In my experience, corporate customers constantly changed their minds and added new requirements, but the schedule never changed. With state-wide tests and requirements coming from dozens of school districts, administrators and meddlesome politicians, the software developer in me would imagine the deadline at the end of the school year to be an all-consuming bottomless pit.

Thus, I'm sure that many of the problems Valerie Strauss cited with Pearson's performance are due to changes their customers demanded at the last minute, or customers skipping necessary quality control steps that they didn't want to pay for or have time for due to schedule constraints.
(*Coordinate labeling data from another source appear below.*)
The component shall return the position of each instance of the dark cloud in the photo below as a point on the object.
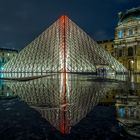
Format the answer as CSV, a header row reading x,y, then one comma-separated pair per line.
x,y
22,20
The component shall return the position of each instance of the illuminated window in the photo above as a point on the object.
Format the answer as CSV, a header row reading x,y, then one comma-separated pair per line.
x,y
120,34
120,53
130,32
130,51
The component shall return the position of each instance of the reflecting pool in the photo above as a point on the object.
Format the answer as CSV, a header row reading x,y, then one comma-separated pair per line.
x,y
71,106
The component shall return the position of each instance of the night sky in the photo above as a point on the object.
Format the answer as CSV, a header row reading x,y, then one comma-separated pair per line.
x,y
21,21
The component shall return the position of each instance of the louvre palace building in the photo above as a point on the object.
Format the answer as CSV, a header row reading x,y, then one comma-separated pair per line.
x,y
127,39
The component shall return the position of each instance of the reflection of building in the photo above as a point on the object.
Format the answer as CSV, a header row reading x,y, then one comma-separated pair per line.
x,y
127,39
108,45
6,55
128,108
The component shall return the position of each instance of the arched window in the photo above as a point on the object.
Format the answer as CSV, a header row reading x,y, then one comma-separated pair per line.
x,y
130,51
120,53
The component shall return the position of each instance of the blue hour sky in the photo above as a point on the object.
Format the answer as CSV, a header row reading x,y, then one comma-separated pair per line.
x,y
21,21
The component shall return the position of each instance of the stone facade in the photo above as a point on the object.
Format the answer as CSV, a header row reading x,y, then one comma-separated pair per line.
x,y
127,39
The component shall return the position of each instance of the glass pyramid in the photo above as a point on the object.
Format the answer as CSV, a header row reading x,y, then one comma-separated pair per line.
x,y
63,47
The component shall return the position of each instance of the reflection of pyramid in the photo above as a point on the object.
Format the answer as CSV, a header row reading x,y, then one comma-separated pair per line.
x,y
62,109
63,47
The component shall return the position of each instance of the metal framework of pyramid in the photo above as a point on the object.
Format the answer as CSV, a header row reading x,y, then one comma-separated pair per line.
x,y
63,47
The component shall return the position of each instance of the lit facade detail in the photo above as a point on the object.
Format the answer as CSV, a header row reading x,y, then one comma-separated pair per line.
x,y
127,44
63,47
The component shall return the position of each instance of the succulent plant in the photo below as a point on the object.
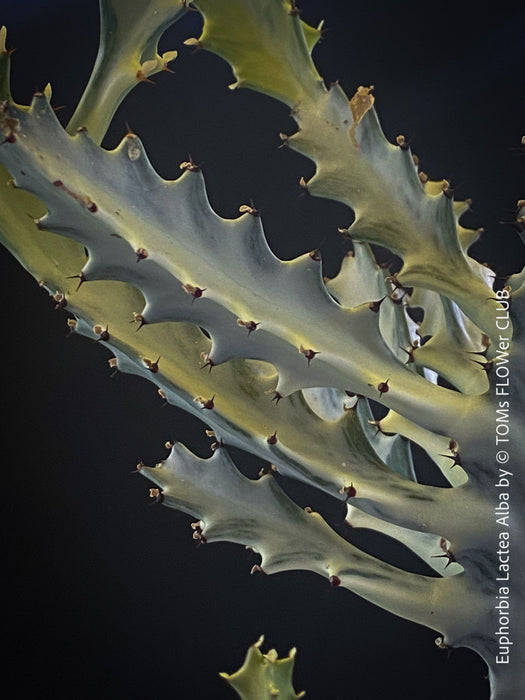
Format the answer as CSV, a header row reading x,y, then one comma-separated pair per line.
x,y
412,345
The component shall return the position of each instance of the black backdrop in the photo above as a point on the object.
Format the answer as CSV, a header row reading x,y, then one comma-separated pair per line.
x,y
106,596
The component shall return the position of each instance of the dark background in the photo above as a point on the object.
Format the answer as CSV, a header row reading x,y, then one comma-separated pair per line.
x,y
106,596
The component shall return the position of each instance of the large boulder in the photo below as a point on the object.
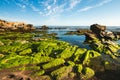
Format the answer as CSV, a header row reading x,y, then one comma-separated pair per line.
x,y
90,36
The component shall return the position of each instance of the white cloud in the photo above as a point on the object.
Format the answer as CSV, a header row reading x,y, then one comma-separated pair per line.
x,y
34,8
73,3
86,8
97,5
103,2
21,6
7,1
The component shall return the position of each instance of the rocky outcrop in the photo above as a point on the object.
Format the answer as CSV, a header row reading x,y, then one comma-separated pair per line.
x,y
101,41
15,26
99,32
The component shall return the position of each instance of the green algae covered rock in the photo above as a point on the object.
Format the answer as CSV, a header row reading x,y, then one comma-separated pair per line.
x,y
87,73
62,72
67,53
25,52
56,59
89,55
53,63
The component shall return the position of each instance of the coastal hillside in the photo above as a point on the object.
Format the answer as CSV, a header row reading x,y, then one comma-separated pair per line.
x,y
15,26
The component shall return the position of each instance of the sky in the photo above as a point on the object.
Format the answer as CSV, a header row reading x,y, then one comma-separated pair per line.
x,y
62,12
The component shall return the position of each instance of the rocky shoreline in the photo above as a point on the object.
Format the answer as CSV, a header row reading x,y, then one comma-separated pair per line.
x,y
26,56
15,26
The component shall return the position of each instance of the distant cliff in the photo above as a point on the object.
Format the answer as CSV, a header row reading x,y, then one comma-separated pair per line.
x,y
15,26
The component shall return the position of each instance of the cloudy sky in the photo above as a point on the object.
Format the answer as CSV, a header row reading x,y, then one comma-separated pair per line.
x,y
61,12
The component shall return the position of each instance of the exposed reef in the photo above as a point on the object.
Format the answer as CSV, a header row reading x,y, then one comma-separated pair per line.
x,y
15,26
28,56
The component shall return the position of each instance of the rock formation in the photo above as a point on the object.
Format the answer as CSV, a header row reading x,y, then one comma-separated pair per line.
x,y
101,41
99,32
15,26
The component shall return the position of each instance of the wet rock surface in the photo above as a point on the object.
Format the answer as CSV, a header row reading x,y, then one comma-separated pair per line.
x,y
15,26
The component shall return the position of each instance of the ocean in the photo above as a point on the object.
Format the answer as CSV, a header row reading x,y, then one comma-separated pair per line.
x,y
76,39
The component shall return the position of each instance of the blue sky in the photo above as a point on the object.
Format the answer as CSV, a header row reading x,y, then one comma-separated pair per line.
x,y
61,12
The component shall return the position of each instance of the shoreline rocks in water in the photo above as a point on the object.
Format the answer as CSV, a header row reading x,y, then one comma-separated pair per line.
x,y
15,26
99,32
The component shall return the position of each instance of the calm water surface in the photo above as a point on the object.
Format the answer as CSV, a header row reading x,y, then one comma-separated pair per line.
x,y
75,39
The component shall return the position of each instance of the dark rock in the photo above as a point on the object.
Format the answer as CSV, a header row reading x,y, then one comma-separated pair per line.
x,y
96,28
90,36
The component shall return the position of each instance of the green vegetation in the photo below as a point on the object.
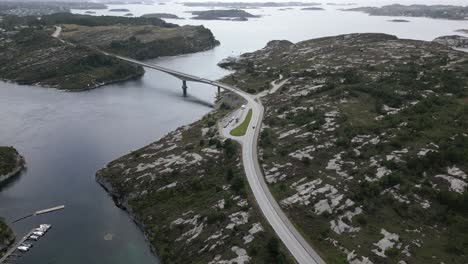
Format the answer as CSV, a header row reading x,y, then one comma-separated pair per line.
x,y
434,11
6,236
382,135
162,187
8,159
242,128
34,57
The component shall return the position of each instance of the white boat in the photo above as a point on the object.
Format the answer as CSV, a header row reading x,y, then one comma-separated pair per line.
x,y
23,248
46,226
28,245
33,237
38,233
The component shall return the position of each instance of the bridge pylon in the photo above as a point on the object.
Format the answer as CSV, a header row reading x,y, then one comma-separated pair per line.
x,y
184,87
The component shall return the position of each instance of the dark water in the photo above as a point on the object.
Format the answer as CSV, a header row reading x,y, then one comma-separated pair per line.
x,y
65,138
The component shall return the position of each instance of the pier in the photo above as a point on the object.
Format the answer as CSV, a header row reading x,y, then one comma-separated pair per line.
x,y
11,256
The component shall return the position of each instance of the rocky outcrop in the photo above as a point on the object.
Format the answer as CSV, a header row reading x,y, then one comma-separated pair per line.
x,y
188,194
454,41
162,15
11,163
231,14
365,144
434,11
7,237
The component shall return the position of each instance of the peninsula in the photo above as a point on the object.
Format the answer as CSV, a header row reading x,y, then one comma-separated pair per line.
x,y
434,11
30,55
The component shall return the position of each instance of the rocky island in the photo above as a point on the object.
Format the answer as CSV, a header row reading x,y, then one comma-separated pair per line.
x,y
11,164
7,237
162,16
434,11
29,55
189,195
399,20
365,146
241,5
313,8
454,41
232,14
45,8
119,10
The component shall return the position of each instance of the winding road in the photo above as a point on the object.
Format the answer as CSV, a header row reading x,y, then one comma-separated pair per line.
x,y
292,239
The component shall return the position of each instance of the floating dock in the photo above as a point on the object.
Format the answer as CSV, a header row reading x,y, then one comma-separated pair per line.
x,y
49,210
9,257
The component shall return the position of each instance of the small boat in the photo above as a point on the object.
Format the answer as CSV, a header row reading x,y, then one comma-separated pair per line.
x,y
28,245
23,248
38,233
33,237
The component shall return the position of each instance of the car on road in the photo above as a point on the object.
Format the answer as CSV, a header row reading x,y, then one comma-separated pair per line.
x,y
28,245
46,226
23,248
38,233
33,237
43,230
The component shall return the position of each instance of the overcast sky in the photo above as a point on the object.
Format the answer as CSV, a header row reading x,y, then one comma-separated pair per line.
x,y
368,2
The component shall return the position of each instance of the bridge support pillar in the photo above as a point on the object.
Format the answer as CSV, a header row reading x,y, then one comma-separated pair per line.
x,y
184,87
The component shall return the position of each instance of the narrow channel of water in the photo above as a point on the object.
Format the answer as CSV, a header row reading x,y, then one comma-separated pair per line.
x,y
67,137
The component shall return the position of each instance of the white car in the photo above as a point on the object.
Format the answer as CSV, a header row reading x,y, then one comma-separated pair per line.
x,y
28,245
38,233
33,237
23,248
45,226
43,230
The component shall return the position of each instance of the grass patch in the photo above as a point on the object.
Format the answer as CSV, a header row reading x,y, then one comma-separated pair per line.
x,y
242,128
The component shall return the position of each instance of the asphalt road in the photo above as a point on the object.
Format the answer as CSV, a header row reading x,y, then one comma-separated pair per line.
x,y
285,230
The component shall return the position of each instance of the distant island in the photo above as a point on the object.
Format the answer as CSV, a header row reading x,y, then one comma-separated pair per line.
x,y
399,20
313,8
44,8
453,41
232,14
11,163
434,11
119,10
31,56
248,4
364,147
162,15
7,237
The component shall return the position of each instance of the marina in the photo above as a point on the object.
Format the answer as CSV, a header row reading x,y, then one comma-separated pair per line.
x,y
21,247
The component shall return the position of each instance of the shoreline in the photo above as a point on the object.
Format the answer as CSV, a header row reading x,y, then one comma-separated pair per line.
x,y
120,200
20,166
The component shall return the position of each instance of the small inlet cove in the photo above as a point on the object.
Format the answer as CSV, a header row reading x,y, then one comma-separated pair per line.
x,y
66,137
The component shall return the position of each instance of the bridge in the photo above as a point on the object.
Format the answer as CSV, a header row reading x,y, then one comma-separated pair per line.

From personal experience I'm absolutely certain that many of Pearson's alleged problems are really the fault of politicians, school boards, state education commissions and educators themselves.

I'm equally certain that many of the problems are due to sales guys who promised things Pearson didn't have, management who agreed to schedules their technical people told them outright were impossible, not to mention hardware problems, mistakes in coding and data entry, faulty statistical analysis, mismatching items and their statistics and/or answer keys, and simple cut/paste errors in item text.

Given the constantly shifting educational priorities and curricula, perennially tight school budgets and incessant political bickering I don't see how we'll ever be able to do large-scale standardized testing right, especially not with every state and local jurisdiction trying to reinvent the wheel themselves, and everyone insisting that we do it several times a year.

If we can't spend the time and the money to do standardized testing right, we shouldn't do it at all. With all due respect to my former colleagues, I think we should take the money out of the hands of companies like Pearson and put it back into the schools where it'll do the most good.

1 comment:

Juris Imprudent said...

Education is a responsibility that belongs to the states, not the feds. NCLB was a poorly conceived concept from the start.

No wonder that the two biggest advocates were W and the drunken senator from Massachussets.